Im Winter 2011/2012 gab es verschiedene Vorkommnisse, die zu einer angespannten Situation in den Stromnetzen geführt haben, dieses spiegelt sich auch teilweise in dem Rasterdiagramm der eingesetzten Regelleistung wider.
Im Dezember gibt es große Zeiträume, in denen verstärkt negative Regelleistung eingesetzt wurde (es war also zu viel Stom im Netz). Besonders zwischen Weihnachten und Sylvester kam es durch die warme Witterung zu Überspeisungen in den deutschen Regelzonen (siehe auch den Bericht zum Zustand der leitungsgebundenen Energieversorgung im Winter 2011/2012 der Bundesnetzagentur, Seite 60).
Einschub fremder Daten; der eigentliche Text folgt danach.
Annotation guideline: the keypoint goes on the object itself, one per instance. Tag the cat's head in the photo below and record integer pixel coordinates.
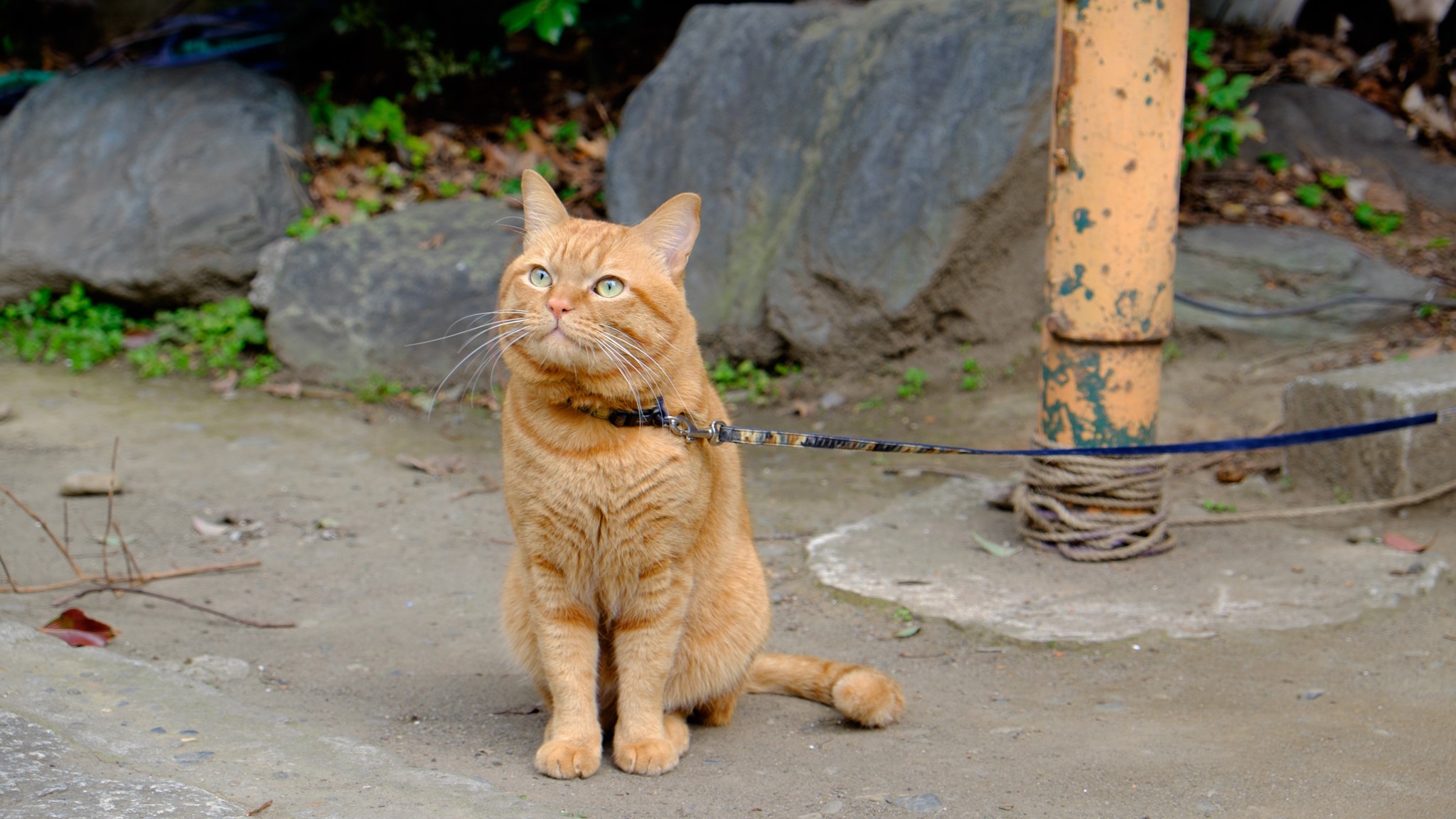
(596, 302)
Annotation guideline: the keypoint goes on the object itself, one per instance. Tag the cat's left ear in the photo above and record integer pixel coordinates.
(672, 230)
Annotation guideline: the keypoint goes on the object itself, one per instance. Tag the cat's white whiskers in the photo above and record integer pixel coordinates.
(622, 338)
(469, 328)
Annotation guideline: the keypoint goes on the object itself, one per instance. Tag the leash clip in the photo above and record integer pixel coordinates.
(682, 426)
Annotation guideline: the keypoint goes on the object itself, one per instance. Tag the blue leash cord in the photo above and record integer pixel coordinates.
(722, 433)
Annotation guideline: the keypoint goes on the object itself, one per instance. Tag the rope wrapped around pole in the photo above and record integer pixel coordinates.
(1094, 508)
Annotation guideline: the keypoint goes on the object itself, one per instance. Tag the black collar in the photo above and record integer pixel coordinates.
(654, 417)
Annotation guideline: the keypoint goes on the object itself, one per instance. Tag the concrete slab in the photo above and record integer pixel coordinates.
(1375, 466)
(86, 732)
(921, 554)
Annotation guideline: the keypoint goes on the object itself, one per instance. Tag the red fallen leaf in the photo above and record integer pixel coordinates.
(1397, 541)
(79, 630)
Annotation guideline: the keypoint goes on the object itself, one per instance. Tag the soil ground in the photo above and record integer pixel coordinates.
(398, 643)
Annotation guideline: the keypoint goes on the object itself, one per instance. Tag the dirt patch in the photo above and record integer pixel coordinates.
(392, 577)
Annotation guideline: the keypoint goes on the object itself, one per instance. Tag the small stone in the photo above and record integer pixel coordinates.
(1233, 212)
(921, 803)
(89, 484)
(832, 400)
(1359, 535)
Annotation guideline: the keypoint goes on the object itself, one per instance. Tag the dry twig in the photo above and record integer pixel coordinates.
(179, 601)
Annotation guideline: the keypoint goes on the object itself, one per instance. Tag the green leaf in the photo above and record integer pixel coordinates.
(1311, 196)
(999, 550)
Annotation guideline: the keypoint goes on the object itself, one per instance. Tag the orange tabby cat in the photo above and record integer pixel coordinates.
(635, 595)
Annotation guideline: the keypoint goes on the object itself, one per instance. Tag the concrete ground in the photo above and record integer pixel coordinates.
(395, 695)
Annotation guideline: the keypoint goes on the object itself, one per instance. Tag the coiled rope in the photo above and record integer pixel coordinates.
(1094, 508)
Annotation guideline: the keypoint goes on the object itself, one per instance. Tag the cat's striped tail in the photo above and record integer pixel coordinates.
(861, 692)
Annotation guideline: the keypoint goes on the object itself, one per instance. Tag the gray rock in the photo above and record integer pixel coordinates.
(921, 803)
(79, 484)
(1232, 266)
(1383, 465)
(892, 184)
(269, 264)
(149, 186)
(1327, 123)
(368, 299)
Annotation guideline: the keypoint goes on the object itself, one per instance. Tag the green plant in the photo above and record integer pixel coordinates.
(548, 18)
(376, 390)
(1215, 124)
(744, 376)
(1311, 196)
(1378, 222)
(210, 338)
(567, 134)
(309, 225)
(1275, 162)
(69, 328)
(973, 379)
(343, 127)
(914, 384)
(516, 130)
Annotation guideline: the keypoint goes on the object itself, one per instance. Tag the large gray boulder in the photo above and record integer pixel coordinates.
(149, 186)
(368, 299)
(869, 173)
(1320, 123)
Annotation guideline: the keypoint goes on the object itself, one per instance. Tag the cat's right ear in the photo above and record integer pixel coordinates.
(543, 209)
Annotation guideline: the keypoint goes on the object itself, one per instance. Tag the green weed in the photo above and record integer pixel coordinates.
(914, 384)
(1215, 123)
(69, 328)
(1275, 162)
(205, 340)
(747, 375)
(548, 18)
(1378, 222)
(975, 378)
(1311, 196)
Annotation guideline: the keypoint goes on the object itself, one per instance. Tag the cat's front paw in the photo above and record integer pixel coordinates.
(567, 761)
(651, 756)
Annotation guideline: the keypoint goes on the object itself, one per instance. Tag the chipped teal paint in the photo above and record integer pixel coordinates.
(1082, 219)
(1130, 299)
(1091, 384)
(1071, 283)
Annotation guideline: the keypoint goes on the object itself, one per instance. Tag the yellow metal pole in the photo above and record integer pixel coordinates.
(1113, 210)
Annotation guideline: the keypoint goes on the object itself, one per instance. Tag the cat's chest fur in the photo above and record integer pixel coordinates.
(606, 499)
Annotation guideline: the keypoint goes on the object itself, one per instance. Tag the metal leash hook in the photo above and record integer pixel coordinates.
(682, 426)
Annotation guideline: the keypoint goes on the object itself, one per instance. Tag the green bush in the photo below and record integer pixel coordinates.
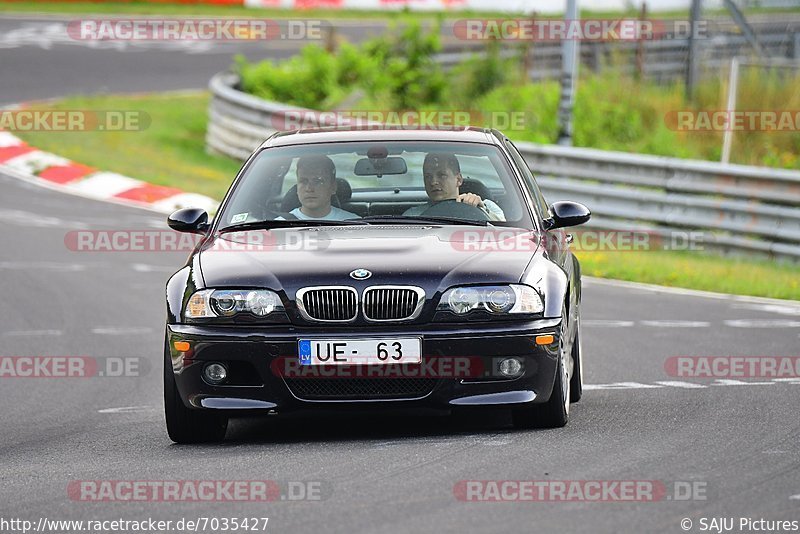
(612, 111)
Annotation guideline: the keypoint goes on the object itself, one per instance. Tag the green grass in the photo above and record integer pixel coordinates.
(172, 152)
(697, 270)
(137, 8)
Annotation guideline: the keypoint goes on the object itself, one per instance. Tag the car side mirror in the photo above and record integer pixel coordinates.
(567, 213)
(191, 220)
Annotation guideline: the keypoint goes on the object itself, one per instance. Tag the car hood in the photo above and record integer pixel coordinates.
(431, 257)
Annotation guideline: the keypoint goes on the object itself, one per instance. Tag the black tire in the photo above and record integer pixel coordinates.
(576, 381)
(555, 412)
(185, 425)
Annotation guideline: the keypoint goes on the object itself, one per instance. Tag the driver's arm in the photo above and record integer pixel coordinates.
(492, 210)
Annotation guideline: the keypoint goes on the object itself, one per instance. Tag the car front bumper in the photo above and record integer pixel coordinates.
(255, 355)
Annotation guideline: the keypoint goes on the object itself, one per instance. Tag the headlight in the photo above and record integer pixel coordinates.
(514, 298)
(232, 302)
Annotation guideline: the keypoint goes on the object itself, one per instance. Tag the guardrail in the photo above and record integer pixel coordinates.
(736, 207)
(662, 60)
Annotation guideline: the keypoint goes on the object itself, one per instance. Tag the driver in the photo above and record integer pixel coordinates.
(442, 175)
(316, 184)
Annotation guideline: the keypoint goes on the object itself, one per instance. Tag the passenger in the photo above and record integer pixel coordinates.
(442, 175)
(316, 184)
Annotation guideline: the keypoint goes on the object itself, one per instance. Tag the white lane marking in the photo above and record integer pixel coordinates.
(33, 333)
(688, 385)
(686, 292)
(45, 265)
(127, 409)
(121, 331)
(676, 324)
(7, 140)
(186, 200)
(144, 268)
(621, 385)
(762, 323)
(729, 382)
(679, 384)
(606, 323)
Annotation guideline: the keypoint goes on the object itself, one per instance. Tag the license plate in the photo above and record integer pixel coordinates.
(359, 351)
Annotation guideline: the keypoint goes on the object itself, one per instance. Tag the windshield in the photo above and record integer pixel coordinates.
(377, 182)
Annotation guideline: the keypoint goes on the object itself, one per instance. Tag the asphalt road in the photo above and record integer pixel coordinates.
(737, 442)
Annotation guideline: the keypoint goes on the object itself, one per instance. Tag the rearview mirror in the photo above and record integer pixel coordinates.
(380, 166)
(567, 213)
(191, 220)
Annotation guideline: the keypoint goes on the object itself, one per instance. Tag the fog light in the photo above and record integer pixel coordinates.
(215, 373)
(510, 367)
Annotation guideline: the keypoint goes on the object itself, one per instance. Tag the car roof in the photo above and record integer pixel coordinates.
(467, 134)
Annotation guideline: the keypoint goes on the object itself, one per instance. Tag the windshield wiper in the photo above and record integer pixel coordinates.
(423, 220)
(267, 225)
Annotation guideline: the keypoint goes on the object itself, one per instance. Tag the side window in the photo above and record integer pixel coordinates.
(542, 206)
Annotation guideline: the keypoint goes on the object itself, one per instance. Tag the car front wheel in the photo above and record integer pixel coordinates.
(555, 412)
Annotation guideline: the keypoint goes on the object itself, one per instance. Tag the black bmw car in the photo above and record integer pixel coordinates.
(375, 269)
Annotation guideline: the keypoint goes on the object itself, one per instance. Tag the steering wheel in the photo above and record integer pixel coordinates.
(457, 210)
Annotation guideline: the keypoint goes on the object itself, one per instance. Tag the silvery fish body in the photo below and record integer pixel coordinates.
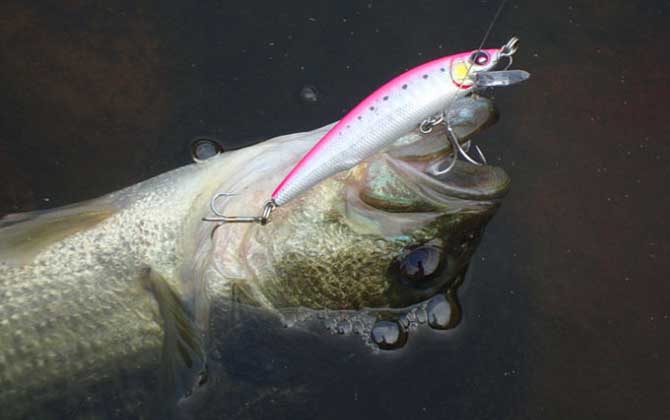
(125, 283)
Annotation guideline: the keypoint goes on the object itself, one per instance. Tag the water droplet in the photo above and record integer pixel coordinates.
(440, 313)
(309, 95)
(388, 335)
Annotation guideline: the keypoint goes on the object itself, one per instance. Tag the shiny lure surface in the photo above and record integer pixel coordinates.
(391, 111)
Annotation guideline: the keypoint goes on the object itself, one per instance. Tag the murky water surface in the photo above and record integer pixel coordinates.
(566, 309)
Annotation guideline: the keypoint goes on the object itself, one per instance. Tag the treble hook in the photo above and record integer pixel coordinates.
(220, 218)
(458, 149)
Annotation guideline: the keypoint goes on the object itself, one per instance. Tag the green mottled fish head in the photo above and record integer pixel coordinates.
(385, 234)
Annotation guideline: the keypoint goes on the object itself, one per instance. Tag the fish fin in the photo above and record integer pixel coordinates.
(182, 355)
(24, 235)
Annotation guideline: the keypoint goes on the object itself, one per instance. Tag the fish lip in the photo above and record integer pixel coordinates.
(465, 181)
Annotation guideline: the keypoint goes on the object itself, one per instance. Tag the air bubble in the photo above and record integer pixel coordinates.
(309, 95)
(204, 148)
(344, 327)
(440, 314)
(388, 335)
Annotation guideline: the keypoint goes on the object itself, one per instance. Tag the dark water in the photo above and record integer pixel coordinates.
(567, 309)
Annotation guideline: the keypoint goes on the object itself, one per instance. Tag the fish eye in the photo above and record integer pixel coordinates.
(418, 267)
(480, 58)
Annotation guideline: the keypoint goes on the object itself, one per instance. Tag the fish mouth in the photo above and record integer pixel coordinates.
(411, 178)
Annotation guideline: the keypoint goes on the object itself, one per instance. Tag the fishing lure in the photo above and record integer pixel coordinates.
(419, 97)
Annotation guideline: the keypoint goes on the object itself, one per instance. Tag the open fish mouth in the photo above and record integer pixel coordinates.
(410, 176)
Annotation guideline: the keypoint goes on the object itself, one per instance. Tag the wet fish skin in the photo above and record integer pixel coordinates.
(76, 310)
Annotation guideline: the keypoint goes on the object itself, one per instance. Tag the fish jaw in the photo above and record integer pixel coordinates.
(335, 247)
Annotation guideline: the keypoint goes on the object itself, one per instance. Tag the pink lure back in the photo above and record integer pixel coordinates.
(391, 111)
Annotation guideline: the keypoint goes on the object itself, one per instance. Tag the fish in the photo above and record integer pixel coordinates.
(123, 285)
(417, 96)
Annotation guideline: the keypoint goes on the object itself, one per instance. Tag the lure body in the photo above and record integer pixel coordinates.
(391, 111)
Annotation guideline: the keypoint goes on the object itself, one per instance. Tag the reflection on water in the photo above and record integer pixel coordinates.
(565, 310)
Anfang Februar gab es eine starke Kältwelle in Europa, die zeitweise zu einer Unterdeckung führte.
In den Medien gab es Berichte, dass die Gier der Zocker im Februar die deutschen Stromnetze gefährdet hätte. Laut der BNA gibt es keine Anhaltspunkte dafür, dass die Regelzonenunterspeisungen „einzelnen wenigen Akteuren noch einem strukturell homogenen Bewirtschaftungsfehlverhalten zuzuordnen sind“. Wobei sich nicht gänzlich ausschliessen lasse, dass es vereinzelt Bilanzkreisverantwortliche gegeben habe, die Geschäfte zulasten der Systemsicherheit vorgenommen hätten.

Anhand des Rasterdiagramms lässt sich eine Veränderung in der diesjährig eingesetzten Sekundärregelleistung zum Vorjahr erkennen. Allgemeine Aussagen über das Stromnetz lassen sich darüber aber nicht treffen. Dafür wären nicht nur genauere Analysen der eingesetzten Regelleistung, sondern auch Analysen weiterer Parameter notwendig. Der nächste Bericht der Bundesnetzagentur wird sicherlich einige Fragen klären.